The extraordinary breakthrough came as police named an urbane, French-born professor as the founder and spiritual father of the radical leftist organisation.

The identification of Alexandros Giotopoulos, a 63-year-old economist and son of a renowned Trotskyist as November 17’s alleged leader, may well explain why the gang reputedly elected to send its manifesto to the French philosopher Jean Paul Sartre in 1977 — two years after it first appeared following the assassination of Richard Welch, the CIA station chief in Greece.

Speaking to the nation in a televised address, the Greek police chief, Fotis Nassiakos, said that Vasillis Xeros, a 30-year-old mechanic from Salonika, had confessed to “being present” at the drive-by shooting of Brig Saunders on June 8, 2000. Described as an expert with machines, the mechanic’s comrade in arms at the time is believed to have been his brother Savvas, an icon painter whose part in a botched bomb attack in Pireaus 20 days ago gave police their first credible lead to November 17. It was unclear, however, which of the brothers had pulled the trigger.

November 17, which is named after the day a student uprising was brutally crushed by the Greek junta in 1973, has claimed credit for 23 murders and hundreds of attacks against US, Greek, Turkish and, more recently, EU targets.
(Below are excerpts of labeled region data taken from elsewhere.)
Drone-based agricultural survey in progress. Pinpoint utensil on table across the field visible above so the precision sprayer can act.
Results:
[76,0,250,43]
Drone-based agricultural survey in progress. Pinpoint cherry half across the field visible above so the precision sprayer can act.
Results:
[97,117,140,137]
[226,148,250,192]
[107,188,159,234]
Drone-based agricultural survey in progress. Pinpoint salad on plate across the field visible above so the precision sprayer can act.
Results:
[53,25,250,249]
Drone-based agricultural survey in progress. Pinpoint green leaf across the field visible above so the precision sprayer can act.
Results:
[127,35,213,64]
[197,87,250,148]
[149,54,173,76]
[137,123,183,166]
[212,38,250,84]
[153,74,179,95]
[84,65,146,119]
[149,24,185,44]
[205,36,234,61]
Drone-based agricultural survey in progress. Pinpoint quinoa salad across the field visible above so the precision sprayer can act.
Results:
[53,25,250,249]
The role of the Xeros children, whose father is a retired Orthodox priest, in the terrorist organisation’s operation would account for its impenetrability, insiders said.
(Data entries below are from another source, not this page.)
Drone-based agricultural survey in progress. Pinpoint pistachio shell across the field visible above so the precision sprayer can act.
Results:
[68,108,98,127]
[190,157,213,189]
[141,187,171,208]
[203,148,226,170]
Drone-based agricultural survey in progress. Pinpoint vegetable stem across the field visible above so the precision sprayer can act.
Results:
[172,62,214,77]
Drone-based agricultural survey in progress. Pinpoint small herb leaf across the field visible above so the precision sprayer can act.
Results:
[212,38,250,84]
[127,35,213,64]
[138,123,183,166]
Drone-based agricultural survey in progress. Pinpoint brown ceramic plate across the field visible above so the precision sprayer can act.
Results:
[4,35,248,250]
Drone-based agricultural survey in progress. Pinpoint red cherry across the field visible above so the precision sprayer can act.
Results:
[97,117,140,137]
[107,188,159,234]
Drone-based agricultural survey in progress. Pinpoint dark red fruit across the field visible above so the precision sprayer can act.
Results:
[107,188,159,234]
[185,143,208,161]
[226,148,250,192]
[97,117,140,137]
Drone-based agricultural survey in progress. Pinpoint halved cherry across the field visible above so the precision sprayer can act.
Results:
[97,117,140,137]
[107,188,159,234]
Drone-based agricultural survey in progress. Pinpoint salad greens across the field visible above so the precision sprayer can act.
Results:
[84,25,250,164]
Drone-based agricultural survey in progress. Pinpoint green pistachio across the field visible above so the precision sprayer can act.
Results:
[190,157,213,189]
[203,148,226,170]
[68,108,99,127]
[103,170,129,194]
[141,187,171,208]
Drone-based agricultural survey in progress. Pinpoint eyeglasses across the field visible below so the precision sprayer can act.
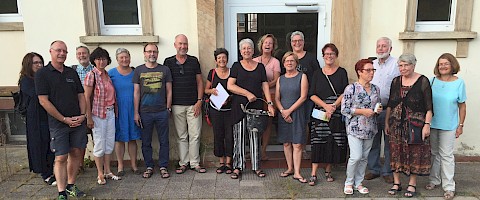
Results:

Looking visibly shocked by the pace of the revelations, Mr Nassiakos said the family’s oldest sibling, Christo doulos, had also given a detailed account of his role in a multitude of November 17 killings, bombing, and robberies.

A musical instrument maker who lives on the Aegean island of Ikaria, the burly 44-year-old allegedly admitted he had “been present” in almost every major attack of November 17 until the early 90s when a new generation, embodied by his younger brothers, took over. But it was the uncovering of Alexandros Giotopoulos, the organisation’s spiritual leader, that the police chief described as “especially significant”.
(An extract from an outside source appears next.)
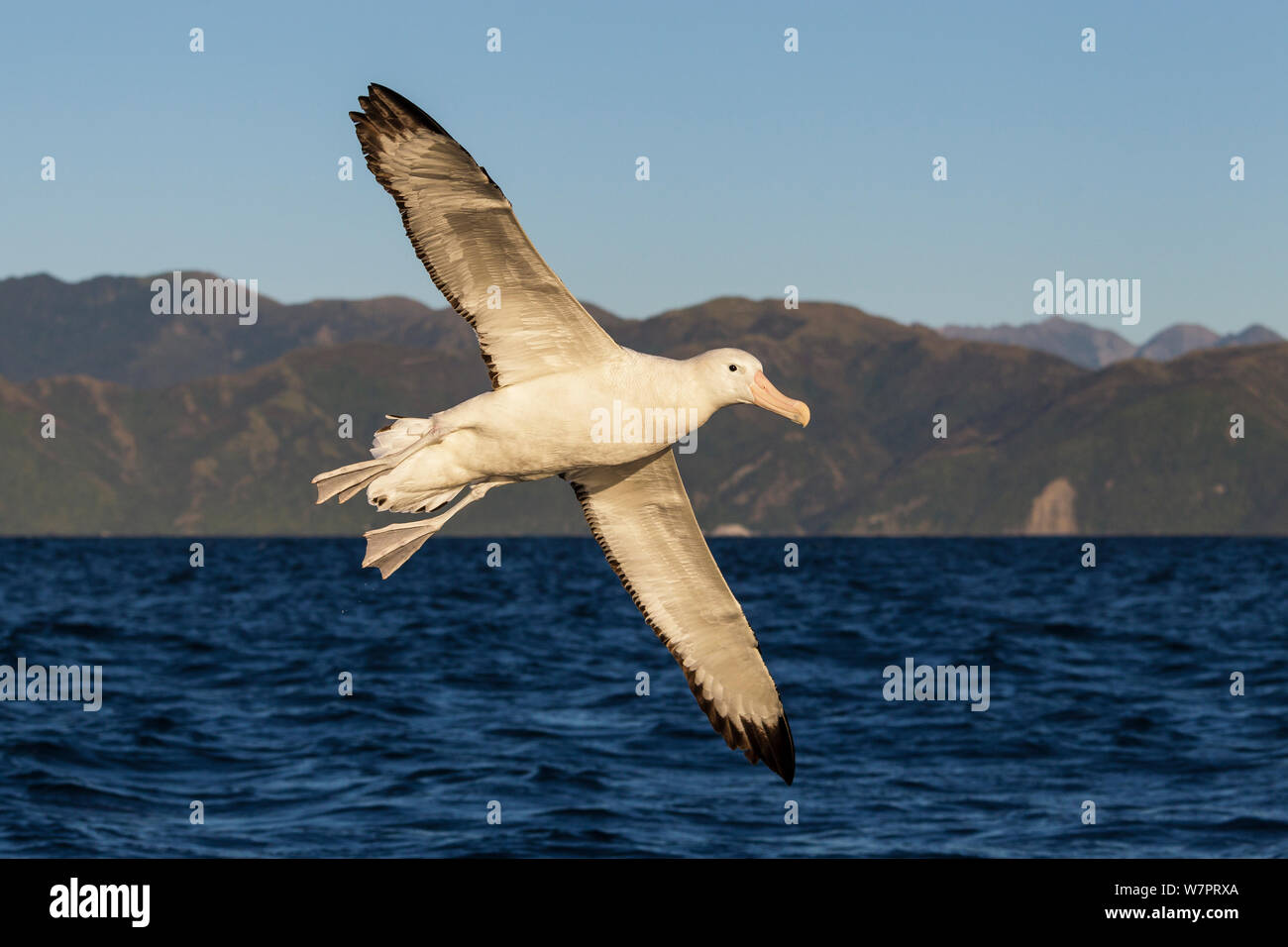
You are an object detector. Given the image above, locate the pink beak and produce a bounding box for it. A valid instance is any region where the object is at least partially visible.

Since moving to Greece from Paris upon the collapse of the Greek junta in 1974, Giotopoulos had dispensed of his real identity and posed as Michel, or Michalis Economou, a maths professor who lived with his French wife, Marie Therese Paneaux, in relative obscurity in Athens.

The academic — whom authorities have long believed was connected to the group but were unable to arrest because of lack of evidence — was seized on Wednesday from his remote island home on Lispi in a dramatic raid by members of the anti-terrorist squad. He was about to board a hydrofoil in an apparent bid to escape to Turkey when the squad swooped on the island in a firefighters’ helicopter.

“From our investigations we knew that a certain ‘Lambros’, a man aged between 55 and 60, was probably the writer of the group’s proclamations. We have identified him with Alexandros Giotopoulos,” said Mr Nassiakos.

The police chief said that fingerprints found in one of two November 17 safe-houses authorities had been led to by the injured Savvas Xeros matched those of Giotopoulos which had been on police records following a conviction in the 70s. He said the white-haired professor had admitted to him personally that he was not Economou but Alexandros Gioto poulos. Last night, as authorities continued the hunt for his French wife, insiders described the mild-mannered intellectual as the “motor” that had kept November 17 going. Although as many as four people, including a woman, are believed to have initially founded the group, it is Giotopoulos who is thought to have been its mastermind for more than a decade.

“He and Marie Therese spent months on Lispi every year,” said Michalis Mangos, leader of the 500-strong island community. “He was always calm and low-key and enjoyed nothing more than going out on a caique with the local fishermen. It was only lately that I noticed something was bothering him, that he was behaving like a wild cat, but nobody here would ever have thought he was the leader of November 17.”

But it appeared on Friday that Giotopoulos, a renowned womaniser, may have sensed the end was near. This week neighbours in Athens, where he has lived with his wife for the past nine years, reported seeing the couple “frantically throwing away boxes of papers”.

Born in Paris in 1939 and the holder of both French and Greek citizenships, Greek authorities believe he discarded his real identity in the early 70s at about the time he almost certainly conceived of November 17.—Dawn/The Guardian News Service.